Hub genes point towards two potential therapeutic targets
To find potentially important regulators, we next identified hub genes that display the largest number of co-expressed genes. We defined hubs as the top 1% of genes with the highest degree centrality, i.e., most direct neighbors, in each module of our co-expression network (Table 1). Notably, three hub genes in Module 1 were also differentially expressed in FFI: GATOR1 subunit Depdc5 (DEP Domain containing Complex 5; degree: 560), histone-deacetylase Mta3 (Metastasis Associated 1 Family Member 3; degree: 551) a subunit of the nucleosome remodeling and deacetylase (NuRD) complex, and Gtf3c1 (General Transcription Factor IIIC Subunit 1; degree: 585) a mediator of RNA polymerase III transcription. Since downregulation of these highly connected hub genes suggests they have a central role in the pathological process that may have far-reaching effects on interaction partners, we next aimed to further validate the interaction of hub genes with their co-regulated neighbors. For this we constructed a protein-protein interaction (PPI) network for each hub gene and its first-degree neighbors, to determine whether known interactions between products of co-regulated genes exist. Predicted PPIs were obtained from STRINGdb, considering only interactions with a high combined confidence score ≥ 0.7, and excluding interactions based on text mining and databases.

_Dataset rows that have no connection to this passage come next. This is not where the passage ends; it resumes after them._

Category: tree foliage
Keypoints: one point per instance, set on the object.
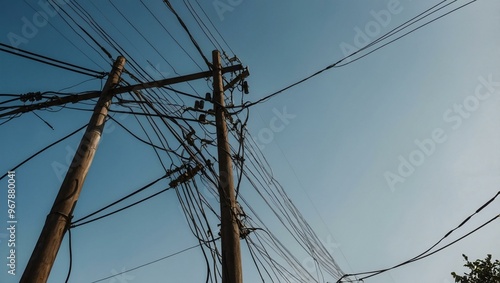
(481, 271)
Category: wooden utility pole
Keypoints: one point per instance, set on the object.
(230, 231)
(59, 218)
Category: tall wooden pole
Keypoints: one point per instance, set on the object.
(230, 231)
(59, 218)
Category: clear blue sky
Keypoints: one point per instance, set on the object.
(344, 155)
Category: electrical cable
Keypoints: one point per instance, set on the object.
(149, 263)
(70, 256)
(423, 254)
(43, 149)
(75, 223)
(197, 46)
(50, 61)
(336, 64)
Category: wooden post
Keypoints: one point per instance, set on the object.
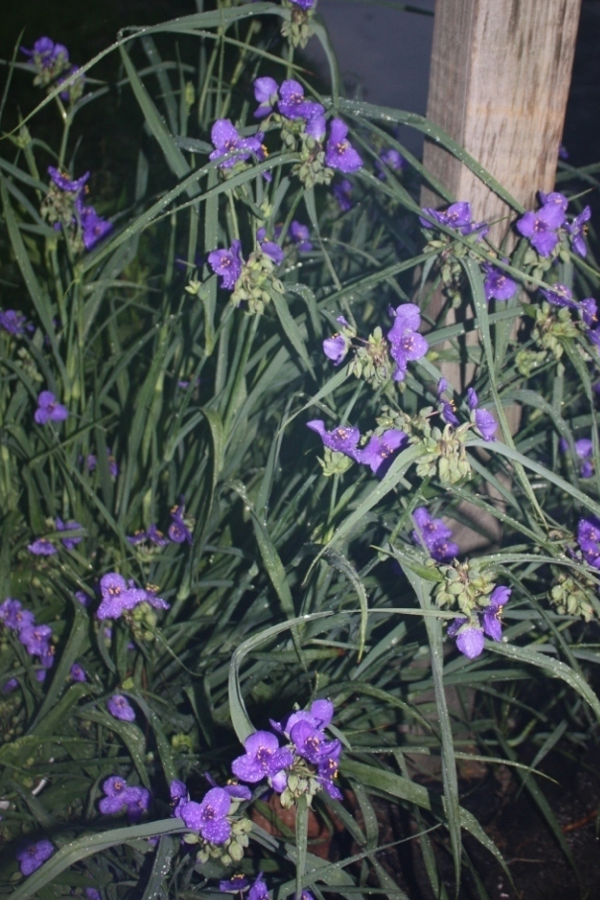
(500, 75)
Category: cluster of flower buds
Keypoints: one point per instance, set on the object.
(251, 281)
(63, 207)
(298, 29)
(35, 638)
(473, 590)
(306, 763)
(378, 358)
(51, 64)
(214, 823)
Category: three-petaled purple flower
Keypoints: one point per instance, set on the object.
(209, 818)
(541, 227)
(120, 707)
(435, 535)
(264, 758)
(380, 450)
(228, 264)
(339, 152)
(497, 285)
(226, 139)
(32, 856)
(49, 409)
(470, 633)
(343, 439)
(406, 343)
(458, 216)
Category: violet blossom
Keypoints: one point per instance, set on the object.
(343, 439)
(225, 138)
(264, 758)
(120, 707)
(497, 285)
(434, 535)
(406, 343)
(380, 451)
(293, 105)
(49, 409)
(227, 264)
(577, 229)
(541, 227)
(339, 152)
(209, 818)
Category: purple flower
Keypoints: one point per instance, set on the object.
(42, 547)
(12, 321)
(71, 542)
(259, 889)
(92, 226)
(32, 856)
(435, 535)
(311, 743)
(270, 248)
(210, 816)
(327, 770)
(497, 285)
(266, 91)
(293, 105)
(588, 538)
(342, 439)
(77, 673)
(117, 596)
(483, 419)
(49, 409)
(407, 344)
(227, 264)
(343, 194)
(300, 235)
(46, 53)
(120, 708)
(36, 640)
(491, 615)
(264, 758)
(379, 453)
(226, 139)
(14, 616)
(541, 227)
(339, 152)
(66, 183)
(577, 228)
(469, 637)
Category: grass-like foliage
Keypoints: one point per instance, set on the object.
(218, 649)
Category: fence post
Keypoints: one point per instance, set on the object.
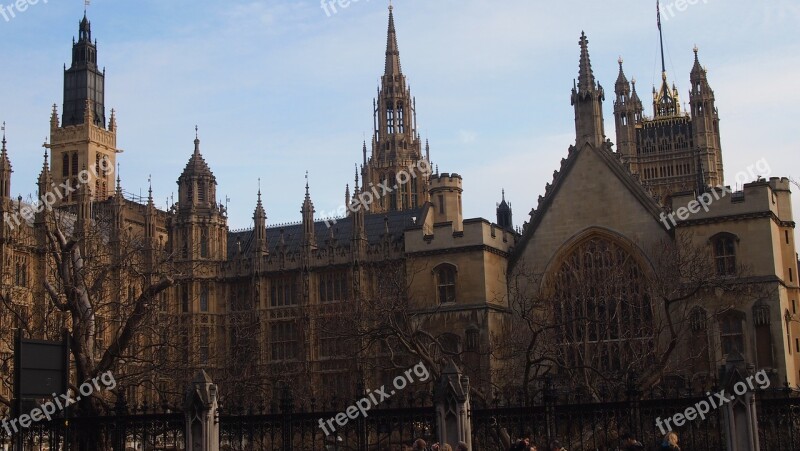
(202, 421)
(452, 407)
(549, 396)
(634, 398)
(739, 414)
(120, 412)
(287, 406)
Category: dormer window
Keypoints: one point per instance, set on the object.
(724, 246)
(446, 283)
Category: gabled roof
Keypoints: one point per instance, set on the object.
(610, 160)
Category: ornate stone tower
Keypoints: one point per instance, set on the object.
(396, 145)
(199, 231)
(587, 98)
(82, 140)
(628, 112)
(672, 152)
(705, 126)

There were no predicted interactions of Gtf3c1 with its co-regulated direct neighbors, indicating that this method did not provide further insight for this gene. However, the PPI network for Mta3 included 220 of 551 co-regulated genes from our topological network (Additional File 13) while the PPI network for Depdc5 included 230 of 560 co-regulated genes (Fig. 6B, Additional File 14). Both networks additionally showed strong overlap with 145 shared genes and included 30 genes significantly downregulated in FFI (Fig. 6B, blue border) or 2 in both diseases (green border). Pathway and GO enrichment analysis using the STRING Enrichment application (FDR ≤ 0.05) revealed association of Depdc5 PPI-network genes with autophagy, chromatin organization, vesicle-mediated transport, and neurite morphology (axonogenesis, synapse organization), ribonucleoprotein complex biogenesis, and tRNA metabolic process. Depdc5 and its direct neighbors in the PPI network were associated with TORC1 signaling. Given the far-reaching effects of mTOR signaling on metabolic regulation and autophagy, its involvement in ageing and proposed involvement in neurodegeneration, we propose this may be a central regulator behind translatome changes we observed in SST+ neurons in familial PrD. Taken together, this analysis indicates that for both diseases SST+ neurons show the largest response with TORC1 signaling posing a potential underlying regulatory mechanism.